Dans une table ronde rassemblant Ahmed ElChoukri, Kamel Benchikh, Fatima Kemilal et Nabil Ennasri, on se demande pour qui voter aux présidentielles. En réalité, on se pose plusieurs questionnements tels que l’abstention comme comportement électoral, est-ce la solution  ou encore s’il y a un vote musulman ?

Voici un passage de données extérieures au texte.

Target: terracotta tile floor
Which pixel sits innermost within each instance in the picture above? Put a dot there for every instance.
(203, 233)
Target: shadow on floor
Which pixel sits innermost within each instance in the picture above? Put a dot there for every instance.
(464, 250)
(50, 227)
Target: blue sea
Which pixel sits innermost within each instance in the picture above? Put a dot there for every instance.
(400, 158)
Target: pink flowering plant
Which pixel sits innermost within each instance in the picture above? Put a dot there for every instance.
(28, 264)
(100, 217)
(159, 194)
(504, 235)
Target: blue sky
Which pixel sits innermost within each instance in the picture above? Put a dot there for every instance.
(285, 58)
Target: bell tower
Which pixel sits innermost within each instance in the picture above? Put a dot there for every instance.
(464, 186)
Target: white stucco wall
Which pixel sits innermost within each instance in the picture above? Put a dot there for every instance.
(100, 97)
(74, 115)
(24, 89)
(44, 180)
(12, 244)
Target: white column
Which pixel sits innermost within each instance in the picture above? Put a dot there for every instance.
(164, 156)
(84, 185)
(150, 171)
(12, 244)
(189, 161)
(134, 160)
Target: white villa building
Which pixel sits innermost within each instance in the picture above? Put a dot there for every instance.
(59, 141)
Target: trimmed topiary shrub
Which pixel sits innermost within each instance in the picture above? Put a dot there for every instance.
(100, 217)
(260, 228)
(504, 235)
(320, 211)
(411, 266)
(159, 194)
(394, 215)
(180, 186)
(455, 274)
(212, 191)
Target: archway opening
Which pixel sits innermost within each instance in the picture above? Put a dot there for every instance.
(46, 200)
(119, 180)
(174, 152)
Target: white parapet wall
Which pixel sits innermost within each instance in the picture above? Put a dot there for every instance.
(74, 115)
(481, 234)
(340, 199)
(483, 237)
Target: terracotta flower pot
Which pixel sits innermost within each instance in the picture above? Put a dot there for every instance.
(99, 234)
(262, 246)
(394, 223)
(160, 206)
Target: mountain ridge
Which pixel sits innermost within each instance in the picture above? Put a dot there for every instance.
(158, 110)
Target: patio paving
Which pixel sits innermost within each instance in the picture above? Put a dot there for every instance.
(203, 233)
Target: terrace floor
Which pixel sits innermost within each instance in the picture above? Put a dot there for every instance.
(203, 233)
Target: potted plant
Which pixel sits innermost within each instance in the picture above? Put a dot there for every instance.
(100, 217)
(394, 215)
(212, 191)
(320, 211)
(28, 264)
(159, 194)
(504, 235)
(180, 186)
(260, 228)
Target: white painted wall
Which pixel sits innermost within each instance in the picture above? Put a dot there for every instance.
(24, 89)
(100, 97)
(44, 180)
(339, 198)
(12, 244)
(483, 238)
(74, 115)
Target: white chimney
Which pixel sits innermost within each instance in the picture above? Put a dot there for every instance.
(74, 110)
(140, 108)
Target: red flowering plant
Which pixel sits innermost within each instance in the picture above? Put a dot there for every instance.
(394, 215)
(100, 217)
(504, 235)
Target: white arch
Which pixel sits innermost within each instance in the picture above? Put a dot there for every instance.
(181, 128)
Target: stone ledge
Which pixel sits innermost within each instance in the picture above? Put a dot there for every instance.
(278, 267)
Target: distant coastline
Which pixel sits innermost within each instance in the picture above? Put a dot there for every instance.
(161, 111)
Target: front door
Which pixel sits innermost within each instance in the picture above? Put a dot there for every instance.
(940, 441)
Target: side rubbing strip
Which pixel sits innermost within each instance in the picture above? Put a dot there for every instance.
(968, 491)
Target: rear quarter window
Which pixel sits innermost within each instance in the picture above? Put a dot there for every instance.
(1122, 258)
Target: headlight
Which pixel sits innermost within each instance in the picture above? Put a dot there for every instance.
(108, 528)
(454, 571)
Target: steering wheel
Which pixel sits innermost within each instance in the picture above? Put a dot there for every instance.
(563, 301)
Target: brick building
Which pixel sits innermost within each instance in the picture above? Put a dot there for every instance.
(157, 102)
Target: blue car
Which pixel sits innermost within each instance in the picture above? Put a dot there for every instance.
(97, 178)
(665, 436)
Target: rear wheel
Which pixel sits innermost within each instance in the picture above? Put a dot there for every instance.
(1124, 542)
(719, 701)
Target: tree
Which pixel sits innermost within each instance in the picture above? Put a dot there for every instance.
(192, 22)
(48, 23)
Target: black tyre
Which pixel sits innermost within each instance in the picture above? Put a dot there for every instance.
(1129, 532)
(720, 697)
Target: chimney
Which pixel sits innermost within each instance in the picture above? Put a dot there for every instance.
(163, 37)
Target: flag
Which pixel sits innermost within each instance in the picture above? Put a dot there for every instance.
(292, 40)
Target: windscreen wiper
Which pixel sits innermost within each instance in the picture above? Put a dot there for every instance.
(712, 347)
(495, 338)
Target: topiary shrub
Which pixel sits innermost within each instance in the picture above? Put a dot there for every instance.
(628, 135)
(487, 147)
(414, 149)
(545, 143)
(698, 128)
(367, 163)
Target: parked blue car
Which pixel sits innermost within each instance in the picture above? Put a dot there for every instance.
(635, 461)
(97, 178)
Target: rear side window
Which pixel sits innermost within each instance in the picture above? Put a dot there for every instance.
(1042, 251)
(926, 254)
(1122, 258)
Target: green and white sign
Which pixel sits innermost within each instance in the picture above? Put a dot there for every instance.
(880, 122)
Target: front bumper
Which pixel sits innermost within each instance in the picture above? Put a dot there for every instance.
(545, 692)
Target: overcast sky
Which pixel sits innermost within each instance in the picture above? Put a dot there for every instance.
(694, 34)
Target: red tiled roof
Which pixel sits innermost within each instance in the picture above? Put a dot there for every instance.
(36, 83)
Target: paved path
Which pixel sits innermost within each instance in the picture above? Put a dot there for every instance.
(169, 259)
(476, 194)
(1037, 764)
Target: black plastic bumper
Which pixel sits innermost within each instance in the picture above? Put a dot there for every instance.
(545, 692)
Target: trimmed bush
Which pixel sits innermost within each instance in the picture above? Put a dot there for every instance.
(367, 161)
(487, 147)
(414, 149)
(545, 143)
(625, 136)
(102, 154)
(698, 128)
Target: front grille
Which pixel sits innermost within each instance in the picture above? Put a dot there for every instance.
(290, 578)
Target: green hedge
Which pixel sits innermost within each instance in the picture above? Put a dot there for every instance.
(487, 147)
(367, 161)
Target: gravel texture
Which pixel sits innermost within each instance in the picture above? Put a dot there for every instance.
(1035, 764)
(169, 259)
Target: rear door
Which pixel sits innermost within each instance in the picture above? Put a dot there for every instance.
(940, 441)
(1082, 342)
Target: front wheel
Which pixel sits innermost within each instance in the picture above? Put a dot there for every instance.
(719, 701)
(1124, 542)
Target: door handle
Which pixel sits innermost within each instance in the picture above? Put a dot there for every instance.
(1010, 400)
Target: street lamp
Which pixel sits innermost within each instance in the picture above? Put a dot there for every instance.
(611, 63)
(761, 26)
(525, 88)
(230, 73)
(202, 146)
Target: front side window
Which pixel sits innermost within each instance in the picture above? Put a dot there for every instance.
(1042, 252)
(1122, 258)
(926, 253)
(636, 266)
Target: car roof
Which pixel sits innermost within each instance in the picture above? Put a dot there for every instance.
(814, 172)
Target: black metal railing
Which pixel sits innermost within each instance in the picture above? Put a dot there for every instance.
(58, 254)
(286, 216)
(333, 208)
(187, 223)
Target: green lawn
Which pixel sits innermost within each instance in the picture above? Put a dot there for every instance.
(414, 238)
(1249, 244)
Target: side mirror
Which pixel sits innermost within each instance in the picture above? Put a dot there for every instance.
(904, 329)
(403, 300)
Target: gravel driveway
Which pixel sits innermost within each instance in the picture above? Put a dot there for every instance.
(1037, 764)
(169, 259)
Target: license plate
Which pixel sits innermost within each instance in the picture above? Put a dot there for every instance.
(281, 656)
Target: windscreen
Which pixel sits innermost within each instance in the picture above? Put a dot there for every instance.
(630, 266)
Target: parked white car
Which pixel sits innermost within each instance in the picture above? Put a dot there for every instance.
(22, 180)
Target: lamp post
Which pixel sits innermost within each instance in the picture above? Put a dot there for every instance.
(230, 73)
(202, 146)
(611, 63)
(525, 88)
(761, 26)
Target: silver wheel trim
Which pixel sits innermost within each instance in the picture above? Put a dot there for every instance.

Ahmed ElChoukri commence par faire noter que si l’on se pose la question de savoir pour qui il faut voter, nous avons dépasser le stade de se demander s’il faut voter ? Nous sommes donc bel et bien conscients du poids de notre participation. On remarque ce fait à travers certains indicateurs très précis par exemple le fait que les musulmans votaient systématiquement à gauche, nous ne sommes plus tout à fait dans cette configuration. Ensuite, si l’on vient à se demander lequel des candidats mérite notre vote, il suffit de voir à travers le prisme de l’intégrité pour en éliminer déjà quelques uns, ajoute-t-il. Il faut, d’après lui, regarder en outre la compétence à rassembler et à unifier les français des candidats et là aussi les jeux sont faits. Le dernier critère pour le choix, pour ElChoukri, est celui de la proximité du candidat au peuple et l’écoute de ce dernier par une ouverture intellectuelle à cette société française dans sa diversité. Il clos son propos en avançant que l’élimination n’a pas besoin d’indication, il ne faut pas voter pour ceux qui ne portent pas les trois valeurs de la République : liberté, égalité, fraternité.

 

Kamel Benchikh  nous donne une vision un peu différente et nous dresse le portrait d’un électorat plus ou moins désintéressé et de moins en moins captivé par ce jeu des élections. Il est néanmoins plus catégorique que ElChoukri et affirme que l’électorat musulman reste enraciné à gauche. Il indique que les musulmans ne veulent pas voter pour un candidat contre l’immigration. Il finit par se demander si les musulmans peuvent voter pour un candidat ayant dans son programme la PMA et sa réponse est négative.

 

Fatima Kemilal réagit à cette remarque d’un électorat musulman à gauche, elle n’est pas entièrement convaincue du maintien de cette tendance électorale. Certes, d’après les études de l’IFPO, 86 à 92% de musulmans auraient voté Hollande au second tour des élections précédentes. Elle explique que socialement comme le dit le sociologue Paul Lazarsfeld : « Les gens sont politiquement ce qu’ils sont socialement. » Il peut donc exister une identification partisane mais elle se défige au fur et à mesure dans le contexte récent. Elle rappelle finalement que 75% des musulmans ont moins de 35 ans. Le comportement de la catégorie des jeunes électeurs tend à l’abstention depuis quelques temps.

 

Nabil Ennasri a approfondi ce dernier point avancé par Fatima Kemilal. D’après lui, nous sommes actuellement et dans un climat de déception et dans une phase de volonté de changement des visages présents dans le paysage politique, la nouveauté est plus que jamais nécessaire. En ces moments d’élection, il passe un message aux jeunes et insiste sur le fait que l’abstention « active » n’est pas comptabilisé, qu’elle ne pèse rien. Autrement dit, le vote ne peut être en aucun cas délaissé au détriment de l’abstention mais il opterai plutôt pour un vote de contestation. Il finit par indiquer également qu’en juin auront lieu les élections législatives, qui, ont leur grande importance en politique. Il appelle tout un chacun à utiliser leur pouvoir démocratique en allant voter aux élections présidentielles, certes, sans oublier les élections législatives.

 

L’abstention, le choix du vote, le comportement électoral restent des questions qui préoccupent la France aujourd’hui. Il n’est pas aisé de se décider pour un candidat à l’heure actuelle, reste que l’abstention est impensable, le vote est la contribution nécessaire à écarter ou à soutenir un candidat.

 

Amina A.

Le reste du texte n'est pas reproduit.